I wrote this as a prologue to the Greek version of Easy Ego State Interventions and realized that it will make a good post:
I have been looking through the lenses of ego state therapies since 1981. During that year, my first out of graduate school, I took a course in Eric Berne’s Transactional Analysis and learned to identify the “Parent”, “Child”, and “Adult” parts of myself and my clients. It was useful to notice when I, and other people, were coming from our kid states, our introjected parent states, or our chosen, skilled, present-oriented part of self.
In the same year, I read and took classes in various hypnotic techniques, and learned my most used ego state intervention: “Go inside, and find that part of you that (1) having that feeling/ (2) having that belief and/or (3) can tell you when in your life that belief/feeling started.”
My consultant, Thom Negri, gave our group the experience of finding our own inner children, and promising to care for and protect them. I’ve used this intervention with nearly every client, and learned new twists from April Steele and others, which I continue to use.

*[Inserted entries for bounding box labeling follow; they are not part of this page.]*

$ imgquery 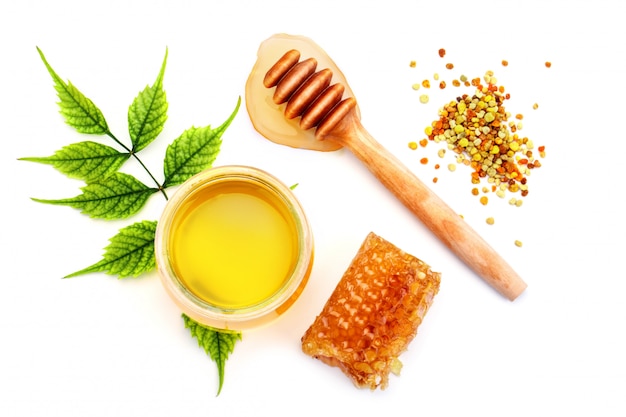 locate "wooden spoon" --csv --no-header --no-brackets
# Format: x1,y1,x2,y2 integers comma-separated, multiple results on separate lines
256,50,527,301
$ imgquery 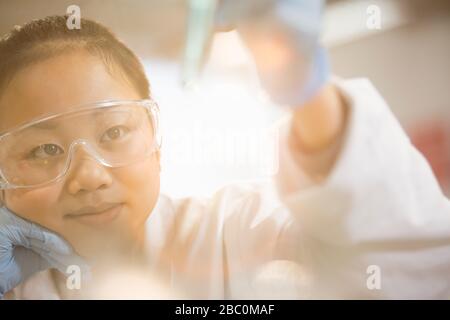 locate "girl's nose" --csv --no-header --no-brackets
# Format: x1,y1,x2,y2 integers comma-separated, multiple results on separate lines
66,148,113,195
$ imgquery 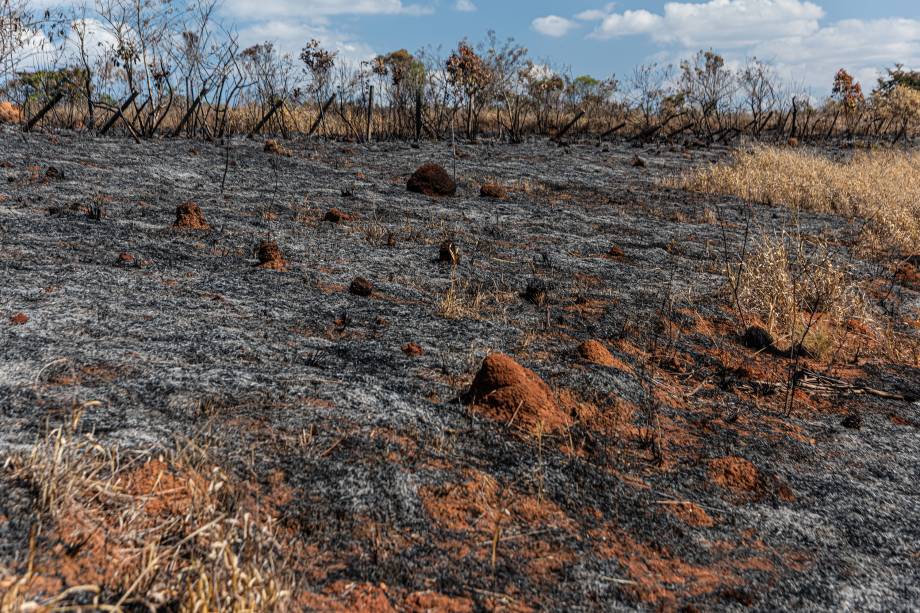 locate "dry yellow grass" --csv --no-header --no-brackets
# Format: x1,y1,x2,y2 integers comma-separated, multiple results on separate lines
0,407,290,613
676,146,920,257
726,233,871,357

Before I learned EMDR, in 1993, ego state therapy was my best tool for healing trauma. I would direct clients to compare their present-day safe selves with their past stuck-in-danger selves, and to rescue the endangered younger selves. After I learned EMDR, I continued to interweave ego state interventions with the new therapy. I, and many others, found that the more dissociation a client had, the more necessary ego state interventions were for both preparation and interventions. With some unstable clients, straight-forward ego state interventions are still the treatment of choice.
In 1988, I started working with my first client with dissociative identity disorder (DID). She had been ritually abused and had at least thirty parts, many of which had no awareness of each other, or the present day. I read every book, took every local training, and started spending more on clinical consultation than I ever collected from that client. Learning how to work with her dissociation informed my ego state work with everyone else. I began to see the “parts” in borderline personality disorder and other attachment-challenged clients. I became more adept at getting all clients to talk to their parts. And, of course, I learned just how brilliantly complicated work with a DID client could be.

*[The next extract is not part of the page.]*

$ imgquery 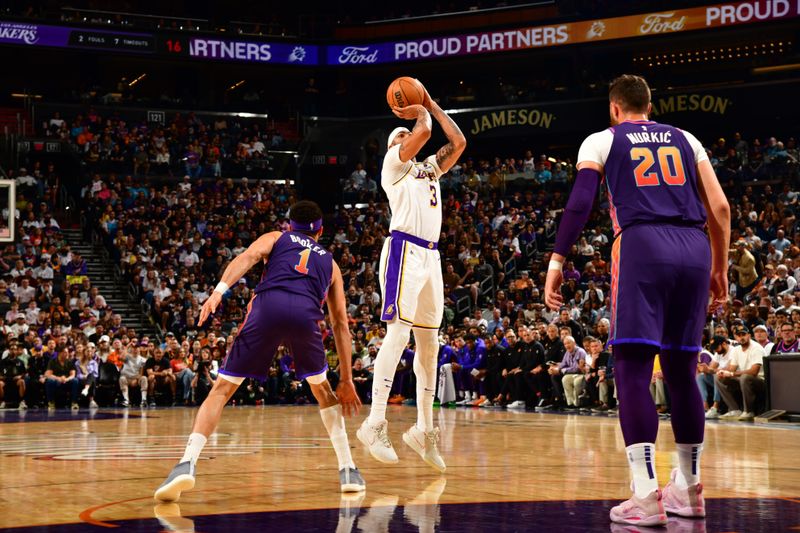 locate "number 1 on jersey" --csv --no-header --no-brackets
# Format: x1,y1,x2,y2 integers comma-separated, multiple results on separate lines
294,248,311,275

In 2006, when van der Hart, Nijenhuis, and Steele’s The Haunted Self, was published, I got a lovely roadmap for perceiving and healing trauma and dissociation. A more accessible book, Treating Trauma-Related Dissociation, by Steele, Boon, and van der Hart, came out in 2017, and is now the bible for working with DID clients.
I’m grateful to be providing this work to therapists in Greece. Ego state therapy can be of use to nearly every client. Seeing and treating people through the “parts” lens is often transformational. Intractable problems can melt away when therapists see the stuck child parts in the dysfunctional adult. I hope you find this work as useful as I have.